江戸幕府が倒れ、近代日本が形成されていく中の明治二十年十二月のある日、旧尾張藩の水谷忠厚という人が細呂木の庄屋の家を訪れ、「吉崎参りの人々のために、鴫谷山の急な坂を切り下げたいから、その工事監督をしてもらいたい」といって辞令を渡しました。その辞令には「天爵大神」と書いてあったそうです。
その水谷忠厚は、尾張藩士水谷伝左衛門の子として生まれ、明治維新後、今坂の改修(愛知県瀬戸市、明治十三年)、矢田川橋の架橋(愛知県名古屋市、明治十七年)坂東嵭崎の改修(福井県勝山市明治20年)の改修や、明治二十一年の吉崎道、大森岩坂、上天下坂尻、杉谷坂、山内・四ツ合間、熊坂道、織田道、松岡道、金津・細呂木間、吉崎浦・芦原間、永平寺道、山奥口道、風巻八段坂、穏亡岩坂、笏谷坂、芦原新道の改修など、福井県各地の道路改修事業に携わりました。
吉崎参りのために「のこぎり坂」を切通した事業は、農閑期の一月から四月の蓮如忌までのわずか三ケ月間、周辺の多くの村から人足が集まり、農閑期ということで人々は手弁当で、「吉崎参りのために」という気持ちから出来上がったのでした。

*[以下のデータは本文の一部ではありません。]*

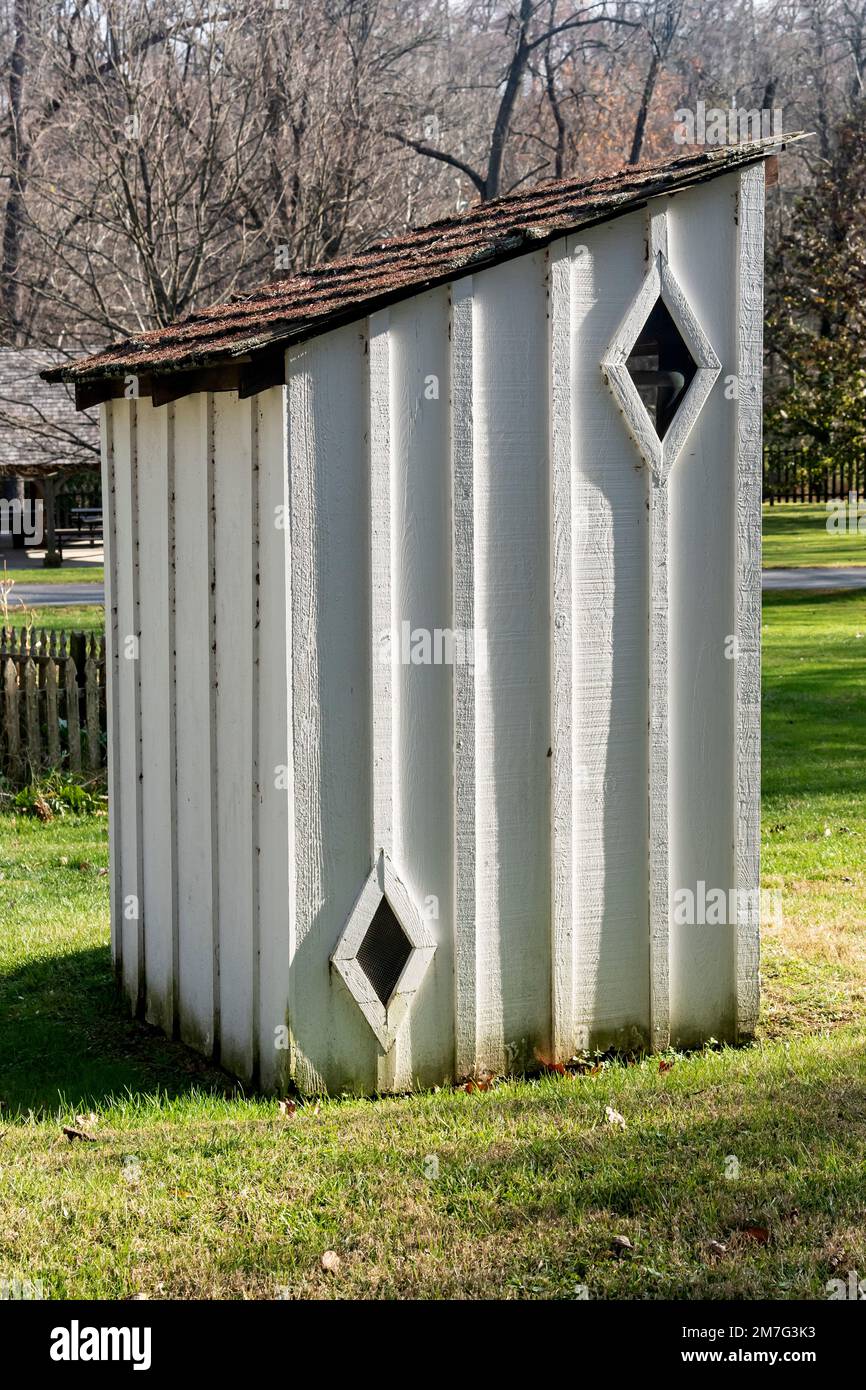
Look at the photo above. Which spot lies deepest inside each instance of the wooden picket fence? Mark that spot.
(52, 702)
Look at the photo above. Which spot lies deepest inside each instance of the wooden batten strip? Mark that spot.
(111, 685)
(463, 541)
(562, 679)
(747, 801)
(173, 722)
(381, 566)
(659, 709)
(659, 770)
(255, 767)
(207, 426)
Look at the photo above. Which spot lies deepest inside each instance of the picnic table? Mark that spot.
(89, 520)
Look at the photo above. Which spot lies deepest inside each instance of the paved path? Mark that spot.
(57, 595)
(816, 577)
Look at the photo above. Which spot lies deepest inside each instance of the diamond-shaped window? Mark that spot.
(384, 951)
(660, 367)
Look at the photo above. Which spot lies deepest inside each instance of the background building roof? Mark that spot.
(41, 430)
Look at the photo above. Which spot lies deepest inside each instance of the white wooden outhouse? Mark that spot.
(434, 617)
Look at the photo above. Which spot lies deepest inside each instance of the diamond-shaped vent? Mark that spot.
(384, 951)
(660, 367)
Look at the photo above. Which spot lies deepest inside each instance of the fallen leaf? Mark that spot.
(72, 1134)
(758, 1233)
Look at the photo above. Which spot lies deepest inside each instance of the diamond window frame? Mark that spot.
(385, 1020)
(662, 284)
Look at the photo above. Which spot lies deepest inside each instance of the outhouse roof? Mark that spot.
(267, 320)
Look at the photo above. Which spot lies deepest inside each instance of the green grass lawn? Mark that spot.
(797, 533)
(67, 573)
(89, 617)
(192, 1190)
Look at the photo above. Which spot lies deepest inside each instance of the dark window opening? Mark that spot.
(384, 951)
(660, 367)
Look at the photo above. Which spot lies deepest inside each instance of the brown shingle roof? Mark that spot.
(293, 309)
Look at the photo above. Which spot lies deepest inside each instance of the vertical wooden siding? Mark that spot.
(464, 449)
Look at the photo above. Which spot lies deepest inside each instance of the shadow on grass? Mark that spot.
(67, 1041)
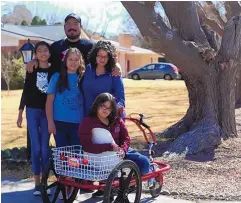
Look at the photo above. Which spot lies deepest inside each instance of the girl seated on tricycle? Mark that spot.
(103, 114)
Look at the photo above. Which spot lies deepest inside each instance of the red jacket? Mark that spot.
(117, 129)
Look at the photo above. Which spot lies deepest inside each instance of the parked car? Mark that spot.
(165, 71)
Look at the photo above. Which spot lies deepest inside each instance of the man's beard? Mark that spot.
(73, 36)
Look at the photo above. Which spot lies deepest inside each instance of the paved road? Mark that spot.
(20, 191)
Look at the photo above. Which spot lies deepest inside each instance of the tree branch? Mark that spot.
(178, 13)
(212, 37)
(231, 43)
(215, 11)
(206, 20)
(161, 38)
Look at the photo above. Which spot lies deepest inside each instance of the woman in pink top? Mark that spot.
(103, 114)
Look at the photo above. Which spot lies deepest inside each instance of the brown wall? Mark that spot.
(139, 60)
(15, 49)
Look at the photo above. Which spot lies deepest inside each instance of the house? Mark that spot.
(129, 56)
(14, 36)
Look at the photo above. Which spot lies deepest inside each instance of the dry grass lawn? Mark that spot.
(164, 101)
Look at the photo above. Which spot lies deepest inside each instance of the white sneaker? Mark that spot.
(37, 191)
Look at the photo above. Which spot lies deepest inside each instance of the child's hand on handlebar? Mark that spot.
(116, 148)
(31, 65)
(51, 127)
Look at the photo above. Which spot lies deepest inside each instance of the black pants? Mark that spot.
(28, 145)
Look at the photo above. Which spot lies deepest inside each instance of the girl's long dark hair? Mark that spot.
(62, 82)
(108, 47)
(100, 99)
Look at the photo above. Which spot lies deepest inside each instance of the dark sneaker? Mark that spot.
(98, 193)
(37, 191)
(81, 190)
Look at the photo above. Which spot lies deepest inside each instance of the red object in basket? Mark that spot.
(62, 157)
(85, 161)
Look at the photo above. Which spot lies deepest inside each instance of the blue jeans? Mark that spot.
(66, 134)
(141, 161)
(39, 136)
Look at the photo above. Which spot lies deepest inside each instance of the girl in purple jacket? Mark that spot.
(103, 114)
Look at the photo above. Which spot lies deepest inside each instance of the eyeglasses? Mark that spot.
(71, 24)
(103, 107)
(103, 57)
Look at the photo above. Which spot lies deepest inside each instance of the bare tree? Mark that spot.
(209, 71)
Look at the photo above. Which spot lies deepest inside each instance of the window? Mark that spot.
(160, 66)
(150, 67)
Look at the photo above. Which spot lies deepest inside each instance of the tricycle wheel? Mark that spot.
(124, 179)
(155, 190)
(50, 182)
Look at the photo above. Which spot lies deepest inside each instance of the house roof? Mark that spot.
(133, 49)
(45, 32)
(13, 29)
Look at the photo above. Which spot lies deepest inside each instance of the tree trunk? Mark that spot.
(210, 81)
(8, 87)
(238, 89)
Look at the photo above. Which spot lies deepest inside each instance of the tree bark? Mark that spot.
(209, 80)
(238, 89)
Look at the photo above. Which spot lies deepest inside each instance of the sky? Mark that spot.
(94, 14)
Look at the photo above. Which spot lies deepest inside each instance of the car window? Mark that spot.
(160, 66)
(150, 67)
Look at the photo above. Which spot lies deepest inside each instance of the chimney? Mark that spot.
(125, 40)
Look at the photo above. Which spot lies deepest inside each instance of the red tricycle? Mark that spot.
(70, 167)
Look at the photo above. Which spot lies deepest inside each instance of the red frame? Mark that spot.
(158, 173)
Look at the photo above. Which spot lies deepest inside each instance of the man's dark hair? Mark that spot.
(41, 43)
(106, 46)
(100, 99)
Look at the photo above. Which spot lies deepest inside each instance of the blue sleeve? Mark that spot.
(52, 89)
(119, 91)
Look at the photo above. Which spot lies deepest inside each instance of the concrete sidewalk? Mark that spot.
(15, 190)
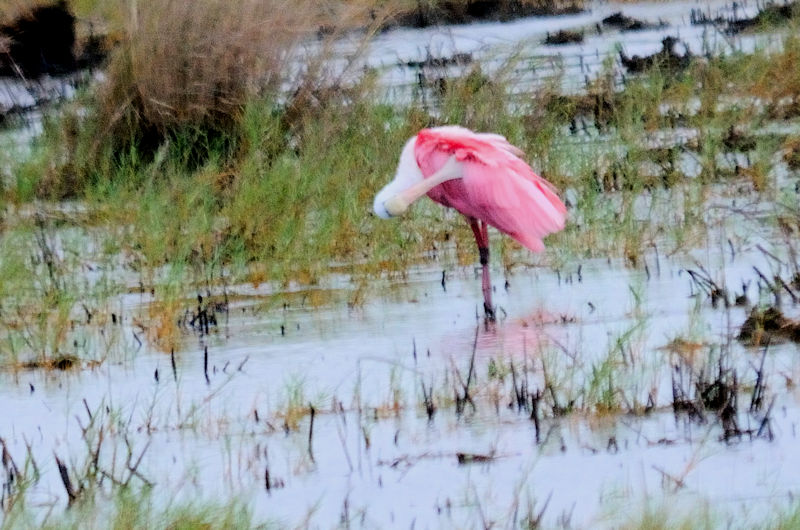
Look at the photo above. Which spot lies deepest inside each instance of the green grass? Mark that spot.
(283, 193)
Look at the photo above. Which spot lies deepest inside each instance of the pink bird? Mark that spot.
(482, 176)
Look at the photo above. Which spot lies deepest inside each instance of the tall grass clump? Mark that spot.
(177, 81)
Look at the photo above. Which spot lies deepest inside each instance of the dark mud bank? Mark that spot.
(43, 42)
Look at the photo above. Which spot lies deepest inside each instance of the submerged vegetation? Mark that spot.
(207, 155)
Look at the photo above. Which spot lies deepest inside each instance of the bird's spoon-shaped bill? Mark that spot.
(398, 204)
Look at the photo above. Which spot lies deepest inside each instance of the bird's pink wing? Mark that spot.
(498, 187)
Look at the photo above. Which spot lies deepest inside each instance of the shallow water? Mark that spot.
(375, 458)
(202, 438)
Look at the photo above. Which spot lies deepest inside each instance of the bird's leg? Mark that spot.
(481, 232)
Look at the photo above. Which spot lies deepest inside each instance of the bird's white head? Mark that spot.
(408, 174)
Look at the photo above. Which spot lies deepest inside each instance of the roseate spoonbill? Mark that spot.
(482, 176)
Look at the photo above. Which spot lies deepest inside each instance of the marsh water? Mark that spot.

重機もなく、近代的な土木技術も無い時代に、手作業だけで、高さ約二〇メートルの「切通し」を作るエネルギーは、一体どこから生まれたのでしょうか。


鴫谷山の切通
この近隣の村々には今でも、預金講(よきんこ)という無尽が今も盛んに行われています。これは蓮如さんが信者に「講」を勧めたことの名残りとされていますが、現在では浄土真宗の信仰とは無関係です。町内会や同級生など形も色々ありますが、その基本的なものは、みんなで協力し合って何かをし、みんなで楽しむという姿勢だと思われます。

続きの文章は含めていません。